Saturday 22 May 2010

Life on Mars - 1973 on the Rochdale Canal

The "Rochdale Arch" - entrance to Dale Street Basin - or "car park" as it had become by 1973
In 1973 the canal scene in Manchester was very different from the way it is today. Although there were still the last vestiges of commercial traffic on the Bridgewater Canal, the Ashton and Peak Forest were both unnavigable and most of the Rochdale had been abandoned twenty years previously. In theory, the nine locks that provided a link between the Bridgewater and Ashton Canals through central Manchester were open, but in practice it was all but impossible to take a boat through them. The Peak Forest Canal Society undertook some basic restoration work on the "nine" but it was with a view to providing a connection to the soon-to-be-reopened Ashton and Peak Forest Canals than with any thought of eventual re-opening of the cross-Pennine route.
Although living near Manchester at the time I had very little interest in these waterways - and to my eternal shame I only spent one weekend working on the "nine" with the PFCS.
I did, however, manage at least one walk along the Manchester section of the Rochdale Canal sometime in 1973.
This was the scene above Dukes Lock (No. 92 and the very end of the Rochdale Canal)
Despite the dereliction, one brave soul was attempting to operate a restaurant boat on the canal - although as a static attraction rather than a cruising restaurant. I seem to recall that the PFCS working party were treated to lunch here on the occasion I worked with them and very good it was too.
At the top of the "nine" is the junction with the Ashton Canal, then still unnavigable and looking very different from how it does today.
The abandoned section of the canal then passed through Ancoats, along a section which the City Council had partly filled in. It was intended as a shallow "linear water park", but in practice quickly became a linear rubbish dump as the local population continued their age-old habit of disposing of unwanted items in the canal despite it now being six inches rather than six feet deep.
The Council was obviously very proud of its work, although  Buggsey's artistry doesn't have quite the same appeal as the better-known Banksy!
The locks on this section were "cascaded" rather than filled-in, which at least made it a bit easier when the restoration work began.
This treatment continued all the way to the Manchester city boundary. This view, taken in Newton Heath, does, I suppose, give some idea of what was behind the thinking of the time, given that in 1973 nobody in their right mind would ever have thought that boats would ever again cross the Pennines via this route (note the "Selnec" bus in the background - in 1973 the orange and white livery was considered revolutionary!).
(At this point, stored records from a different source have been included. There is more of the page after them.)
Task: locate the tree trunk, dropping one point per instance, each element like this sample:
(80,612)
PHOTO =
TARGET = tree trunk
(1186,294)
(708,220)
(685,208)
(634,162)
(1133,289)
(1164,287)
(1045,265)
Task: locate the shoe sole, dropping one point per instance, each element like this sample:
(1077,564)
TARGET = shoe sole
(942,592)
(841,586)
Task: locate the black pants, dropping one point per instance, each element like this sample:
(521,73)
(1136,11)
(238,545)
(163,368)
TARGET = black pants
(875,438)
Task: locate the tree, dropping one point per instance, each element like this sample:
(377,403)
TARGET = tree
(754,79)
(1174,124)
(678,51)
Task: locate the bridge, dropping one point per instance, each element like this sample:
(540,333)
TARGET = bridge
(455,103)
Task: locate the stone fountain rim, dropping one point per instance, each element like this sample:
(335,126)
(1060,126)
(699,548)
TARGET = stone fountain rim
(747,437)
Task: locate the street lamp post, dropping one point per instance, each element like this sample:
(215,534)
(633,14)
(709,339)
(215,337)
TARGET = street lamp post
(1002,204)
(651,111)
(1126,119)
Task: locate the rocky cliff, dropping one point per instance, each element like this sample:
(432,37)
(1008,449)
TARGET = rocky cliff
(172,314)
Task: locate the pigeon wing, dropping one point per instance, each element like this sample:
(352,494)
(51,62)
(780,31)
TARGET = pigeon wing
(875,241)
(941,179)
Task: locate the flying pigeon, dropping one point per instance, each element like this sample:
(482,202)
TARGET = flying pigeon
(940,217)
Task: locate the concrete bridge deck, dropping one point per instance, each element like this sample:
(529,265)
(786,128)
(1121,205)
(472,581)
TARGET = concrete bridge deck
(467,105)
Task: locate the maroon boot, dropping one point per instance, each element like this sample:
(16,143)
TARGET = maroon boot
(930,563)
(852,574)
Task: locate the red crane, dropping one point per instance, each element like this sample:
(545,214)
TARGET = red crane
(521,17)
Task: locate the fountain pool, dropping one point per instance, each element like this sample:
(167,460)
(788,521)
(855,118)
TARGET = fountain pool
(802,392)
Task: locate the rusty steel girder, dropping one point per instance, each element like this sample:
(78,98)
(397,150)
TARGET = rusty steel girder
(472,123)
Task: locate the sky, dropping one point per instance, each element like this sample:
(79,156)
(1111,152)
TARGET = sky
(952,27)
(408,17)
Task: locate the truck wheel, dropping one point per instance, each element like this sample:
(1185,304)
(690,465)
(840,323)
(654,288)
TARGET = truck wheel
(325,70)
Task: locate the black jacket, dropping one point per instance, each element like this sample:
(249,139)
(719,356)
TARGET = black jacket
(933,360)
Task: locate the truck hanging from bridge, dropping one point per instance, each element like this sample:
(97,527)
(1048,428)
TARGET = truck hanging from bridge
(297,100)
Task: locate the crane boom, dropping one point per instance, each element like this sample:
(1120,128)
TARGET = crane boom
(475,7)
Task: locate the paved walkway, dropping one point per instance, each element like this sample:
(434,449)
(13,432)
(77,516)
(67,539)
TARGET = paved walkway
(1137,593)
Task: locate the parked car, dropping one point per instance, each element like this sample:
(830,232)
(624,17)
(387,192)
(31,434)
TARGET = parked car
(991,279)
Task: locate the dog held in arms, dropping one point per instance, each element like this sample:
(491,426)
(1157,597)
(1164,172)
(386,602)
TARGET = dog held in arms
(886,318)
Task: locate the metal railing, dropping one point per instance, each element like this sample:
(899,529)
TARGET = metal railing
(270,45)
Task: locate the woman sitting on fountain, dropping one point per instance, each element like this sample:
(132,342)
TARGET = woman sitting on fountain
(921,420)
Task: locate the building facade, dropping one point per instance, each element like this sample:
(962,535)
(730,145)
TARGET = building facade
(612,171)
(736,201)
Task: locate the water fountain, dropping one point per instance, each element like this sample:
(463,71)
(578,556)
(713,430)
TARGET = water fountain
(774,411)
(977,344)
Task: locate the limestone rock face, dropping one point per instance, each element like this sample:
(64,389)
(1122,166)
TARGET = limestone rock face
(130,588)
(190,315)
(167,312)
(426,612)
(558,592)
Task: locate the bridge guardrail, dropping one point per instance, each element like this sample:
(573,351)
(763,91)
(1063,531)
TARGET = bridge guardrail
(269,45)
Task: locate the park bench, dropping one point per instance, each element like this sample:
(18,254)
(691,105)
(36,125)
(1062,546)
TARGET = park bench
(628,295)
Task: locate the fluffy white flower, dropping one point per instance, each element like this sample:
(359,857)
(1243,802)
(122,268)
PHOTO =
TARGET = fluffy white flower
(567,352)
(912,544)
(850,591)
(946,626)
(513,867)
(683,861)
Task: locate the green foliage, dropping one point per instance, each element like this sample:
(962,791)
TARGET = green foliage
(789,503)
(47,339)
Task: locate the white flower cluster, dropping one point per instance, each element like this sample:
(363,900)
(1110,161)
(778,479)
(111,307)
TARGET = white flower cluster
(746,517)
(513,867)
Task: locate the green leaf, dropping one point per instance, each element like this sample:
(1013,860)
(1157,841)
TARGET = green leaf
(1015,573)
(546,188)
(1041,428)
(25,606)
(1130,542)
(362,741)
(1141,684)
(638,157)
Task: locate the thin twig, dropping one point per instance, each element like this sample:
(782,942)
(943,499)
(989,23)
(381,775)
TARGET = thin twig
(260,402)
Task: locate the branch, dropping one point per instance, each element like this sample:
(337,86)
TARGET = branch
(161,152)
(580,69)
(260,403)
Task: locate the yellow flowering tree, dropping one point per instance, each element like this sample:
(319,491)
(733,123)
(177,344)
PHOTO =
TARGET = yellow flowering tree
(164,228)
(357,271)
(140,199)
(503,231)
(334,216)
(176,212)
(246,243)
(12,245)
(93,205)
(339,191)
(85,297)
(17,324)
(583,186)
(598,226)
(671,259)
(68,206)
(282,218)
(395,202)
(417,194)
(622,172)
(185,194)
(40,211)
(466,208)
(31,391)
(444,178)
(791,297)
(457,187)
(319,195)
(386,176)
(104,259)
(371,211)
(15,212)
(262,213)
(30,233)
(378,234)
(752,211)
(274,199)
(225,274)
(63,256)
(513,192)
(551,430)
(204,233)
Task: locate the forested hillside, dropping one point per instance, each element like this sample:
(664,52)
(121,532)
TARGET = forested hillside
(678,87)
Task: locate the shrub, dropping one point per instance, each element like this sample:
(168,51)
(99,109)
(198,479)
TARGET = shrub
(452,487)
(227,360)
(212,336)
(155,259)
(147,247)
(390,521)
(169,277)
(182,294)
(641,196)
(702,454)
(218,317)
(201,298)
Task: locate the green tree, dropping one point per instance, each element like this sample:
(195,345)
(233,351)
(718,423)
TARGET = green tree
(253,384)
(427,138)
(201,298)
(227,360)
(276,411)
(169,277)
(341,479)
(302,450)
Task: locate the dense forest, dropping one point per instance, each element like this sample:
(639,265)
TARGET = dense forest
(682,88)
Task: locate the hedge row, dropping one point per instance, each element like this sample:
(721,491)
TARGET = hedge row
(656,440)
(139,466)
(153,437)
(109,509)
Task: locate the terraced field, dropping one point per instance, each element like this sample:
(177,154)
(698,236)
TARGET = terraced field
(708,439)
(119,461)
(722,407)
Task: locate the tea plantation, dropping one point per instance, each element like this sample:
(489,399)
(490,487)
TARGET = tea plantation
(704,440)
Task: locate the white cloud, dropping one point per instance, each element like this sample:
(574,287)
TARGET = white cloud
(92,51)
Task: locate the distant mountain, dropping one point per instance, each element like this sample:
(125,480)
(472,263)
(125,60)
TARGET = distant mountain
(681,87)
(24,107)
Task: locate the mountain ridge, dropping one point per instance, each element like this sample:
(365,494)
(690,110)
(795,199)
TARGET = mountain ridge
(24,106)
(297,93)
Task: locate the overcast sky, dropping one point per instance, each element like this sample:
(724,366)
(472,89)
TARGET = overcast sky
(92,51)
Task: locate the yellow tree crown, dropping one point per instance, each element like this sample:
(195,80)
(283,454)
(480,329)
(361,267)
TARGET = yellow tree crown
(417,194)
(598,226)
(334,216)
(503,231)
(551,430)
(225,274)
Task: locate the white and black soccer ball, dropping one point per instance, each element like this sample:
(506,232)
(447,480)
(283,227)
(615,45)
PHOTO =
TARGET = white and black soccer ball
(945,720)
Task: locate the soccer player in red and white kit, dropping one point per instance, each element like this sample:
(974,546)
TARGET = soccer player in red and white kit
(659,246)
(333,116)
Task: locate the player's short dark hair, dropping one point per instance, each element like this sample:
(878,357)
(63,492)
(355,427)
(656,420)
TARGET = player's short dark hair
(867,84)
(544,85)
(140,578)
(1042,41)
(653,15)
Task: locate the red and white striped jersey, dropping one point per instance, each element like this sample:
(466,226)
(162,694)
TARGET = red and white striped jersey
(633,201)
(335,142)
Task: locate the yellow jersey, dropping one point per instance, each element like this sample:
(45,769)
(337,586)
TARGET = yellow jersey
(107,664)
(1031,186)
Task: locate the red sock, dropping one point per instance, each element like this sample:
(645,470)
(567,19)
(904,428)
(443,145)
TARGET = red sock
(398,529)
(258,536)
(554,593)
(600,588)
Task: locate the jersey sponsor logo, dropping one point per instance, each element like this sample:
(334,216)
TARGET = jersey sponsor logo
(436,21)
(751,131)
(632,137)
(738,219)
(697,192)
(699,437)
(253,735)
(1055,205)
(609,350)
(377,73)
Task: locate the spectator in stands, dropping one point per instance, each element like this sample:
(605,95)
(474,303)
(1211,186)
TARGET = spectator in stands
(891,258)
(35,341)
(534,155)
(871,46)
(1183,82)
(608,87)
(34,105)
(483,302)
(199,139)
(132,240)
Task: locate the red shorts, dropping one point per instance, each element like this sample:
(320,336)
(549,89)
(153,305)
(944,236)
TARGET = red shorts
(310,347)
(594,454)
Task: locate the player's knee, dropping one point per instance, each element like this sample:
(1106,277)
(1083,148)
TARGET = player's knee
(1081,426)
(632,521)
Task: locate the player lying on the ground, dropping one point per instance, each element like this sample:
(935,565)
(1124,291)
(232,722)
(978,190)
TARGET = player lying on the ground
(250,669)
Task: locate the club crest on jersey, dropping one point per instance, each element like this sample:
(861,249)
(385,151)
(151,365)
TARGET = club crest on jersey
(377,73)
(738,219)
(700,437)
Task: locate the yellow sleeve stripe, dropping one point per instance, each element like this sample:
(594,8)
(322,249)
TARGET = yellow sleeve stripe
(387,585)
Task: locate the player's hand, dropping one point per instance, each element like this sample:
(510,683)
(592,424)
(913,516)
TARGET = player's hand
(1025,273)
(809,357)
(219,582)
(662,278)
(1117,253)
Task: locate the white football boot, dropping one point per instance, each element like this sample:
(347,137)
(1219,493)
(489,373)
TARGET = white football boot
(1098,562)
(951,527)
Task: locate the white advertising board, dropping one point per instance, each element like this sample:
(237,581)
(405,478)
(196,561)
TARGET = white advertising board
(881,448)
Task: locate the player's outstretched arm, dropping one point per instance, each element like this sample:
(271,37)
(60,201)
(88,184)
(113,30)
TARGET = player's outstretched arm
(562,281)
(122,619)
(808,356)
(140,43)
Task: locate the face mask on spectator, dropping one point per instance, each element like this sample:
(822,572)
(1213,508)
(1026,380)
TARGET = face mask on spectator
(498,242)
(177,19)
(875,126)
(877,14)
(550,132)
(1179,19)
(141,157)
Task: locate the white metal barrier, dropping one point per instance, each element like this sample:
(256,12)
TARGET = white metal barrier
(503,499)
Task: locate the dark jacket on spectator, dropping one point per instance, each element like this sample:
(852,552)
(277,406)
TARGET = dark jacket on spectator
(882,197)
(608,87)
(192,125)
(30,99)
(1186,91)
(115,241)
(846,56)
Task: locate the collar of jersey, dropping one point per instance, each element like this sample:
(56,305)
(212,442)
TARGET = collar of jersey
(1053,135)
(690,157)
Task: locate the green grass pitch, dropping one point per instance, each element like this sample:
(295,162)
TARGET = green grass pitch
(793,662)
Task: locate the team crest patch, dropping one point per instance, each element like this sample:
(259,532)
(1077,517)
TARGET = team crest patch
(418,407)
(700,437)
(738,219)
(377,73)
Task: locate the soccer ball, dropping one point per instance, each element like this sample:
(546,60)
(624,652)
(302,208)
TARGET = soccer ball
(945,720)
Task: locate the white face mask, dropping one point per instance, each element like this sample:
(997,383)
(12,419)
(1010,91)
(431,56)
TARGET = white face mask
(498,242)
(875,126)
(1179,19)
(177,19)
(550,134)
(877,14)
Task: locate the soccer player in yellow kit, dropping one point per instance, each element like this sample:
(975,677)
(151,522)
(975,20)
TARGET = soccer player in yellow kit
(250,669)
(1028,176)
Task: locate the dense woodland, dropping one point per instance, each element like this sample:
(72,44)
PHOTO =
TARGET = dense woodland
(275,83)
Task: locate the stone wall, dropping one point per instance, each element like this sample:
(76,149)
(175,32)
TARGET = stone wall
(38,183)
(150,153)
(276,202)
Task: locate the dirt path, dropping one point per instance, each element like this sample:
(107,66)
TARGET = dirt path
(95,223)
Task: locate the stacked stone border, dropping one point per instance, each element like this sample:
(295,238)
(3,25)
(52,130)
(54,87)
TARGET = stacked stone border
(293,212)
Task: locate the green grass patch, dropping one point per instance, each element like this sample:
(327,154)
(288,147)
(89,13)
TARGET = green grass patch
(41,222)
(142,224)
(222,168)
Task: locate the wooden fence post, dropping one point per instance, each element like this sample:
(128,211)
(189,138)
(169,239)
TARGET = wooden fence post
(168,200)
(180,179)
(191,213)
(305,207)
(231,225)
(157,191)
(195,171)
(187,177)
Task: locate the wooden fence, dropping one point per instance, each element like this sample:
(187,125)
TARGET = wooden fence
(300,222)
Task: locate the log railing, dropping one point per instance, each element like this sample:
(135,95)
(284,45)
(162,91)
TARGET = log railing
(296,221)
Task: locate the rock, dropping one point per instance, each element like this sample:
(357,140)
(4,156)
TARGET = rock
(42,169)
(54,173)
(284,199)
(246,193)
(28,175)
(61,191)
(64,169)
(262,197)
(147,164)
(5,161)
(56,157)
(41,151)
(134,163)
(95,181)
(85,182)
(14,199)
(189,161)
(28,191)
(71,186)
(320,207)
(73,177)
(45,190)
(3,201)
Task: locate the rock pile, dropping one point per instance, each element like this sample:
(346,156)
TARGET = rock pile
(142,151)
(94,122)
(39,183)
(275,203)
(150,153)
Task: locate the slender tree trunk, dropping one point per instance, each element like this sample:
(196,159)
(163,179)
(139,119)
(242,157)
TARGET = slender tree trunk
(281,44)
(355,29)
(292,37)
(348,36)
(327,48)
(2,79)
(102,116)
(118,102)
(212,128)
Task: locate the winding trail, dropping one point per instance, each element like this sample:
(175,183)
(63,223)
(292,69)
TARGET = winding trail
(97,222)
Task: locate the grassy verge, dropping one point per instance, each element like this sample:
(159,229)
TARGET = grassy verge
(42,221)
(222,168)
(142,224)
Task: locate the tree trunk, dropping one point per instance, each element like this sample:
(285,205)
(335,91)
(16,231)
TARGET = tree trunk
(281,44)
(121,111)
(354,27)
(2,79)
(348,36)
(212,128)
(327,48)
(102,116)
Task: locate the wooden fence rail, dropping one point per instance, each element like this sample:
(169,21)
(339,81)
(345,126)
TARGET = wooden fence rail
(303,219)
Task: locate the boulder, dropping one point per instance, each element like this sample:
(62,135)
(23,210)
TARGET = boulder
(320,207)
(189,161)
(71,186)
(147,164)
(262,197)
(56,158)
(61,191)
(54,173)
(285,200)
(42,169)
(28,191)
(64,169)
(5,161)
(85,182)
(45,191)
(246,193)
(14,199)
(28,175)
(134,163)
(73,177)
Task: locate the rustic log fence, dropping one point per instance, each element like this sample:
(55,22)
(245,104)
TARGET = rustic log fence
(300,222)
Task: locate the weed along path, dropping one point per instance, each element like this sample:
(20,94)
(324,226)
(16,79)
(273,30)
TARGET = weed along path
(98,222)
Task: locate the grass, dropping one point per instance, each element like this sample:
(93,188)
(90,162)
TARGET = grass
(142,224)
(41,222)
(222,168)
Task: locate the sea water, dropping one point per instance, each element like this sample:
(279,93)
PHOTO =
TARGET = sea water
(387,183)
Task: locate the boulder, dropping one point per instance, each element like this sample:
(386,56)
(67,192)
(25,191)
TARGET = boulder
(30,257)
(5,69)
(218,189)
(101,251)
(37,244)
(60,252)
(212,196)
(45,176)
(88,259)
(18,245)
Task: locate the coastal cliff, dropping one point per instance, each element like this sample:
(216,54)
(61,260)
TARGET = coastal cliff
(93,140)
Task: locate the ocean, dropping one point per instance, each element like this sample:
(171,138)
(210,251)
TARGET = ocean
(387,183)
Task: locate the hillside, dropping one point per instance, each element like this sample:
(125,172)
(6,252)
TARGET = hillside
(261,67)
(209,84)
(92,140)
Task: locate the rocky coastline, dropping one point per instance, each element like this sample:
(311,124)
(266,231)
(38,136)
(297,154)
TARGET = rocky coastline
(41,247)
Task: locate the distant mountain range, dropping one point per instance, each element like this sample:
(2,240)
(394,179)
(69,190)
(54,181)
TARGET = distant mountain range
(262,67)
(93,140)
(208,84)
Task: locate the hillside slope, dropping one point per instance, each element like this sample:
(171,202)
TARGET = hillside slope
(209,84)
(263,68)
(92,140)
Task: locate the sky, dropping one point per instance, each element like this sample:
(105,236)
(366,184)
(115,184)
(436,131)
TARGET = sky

But it was never going to work and within months the shallowed sections looked worse than ever. Part of the rationale behind the scheme was safety, although of course even six-inches of water can drown someone in the circumstances are right - or wrong!
In 1973 and for quite some time afterwards, I never thought I'd see both the Rochdale and the Huddersfield Narrow Canals open thoughout - and I certainly wouldn't have believed that thirty years later I'd have navigated both of them - in a very strenuous seven days on a hire boat from Sowerby Bridge.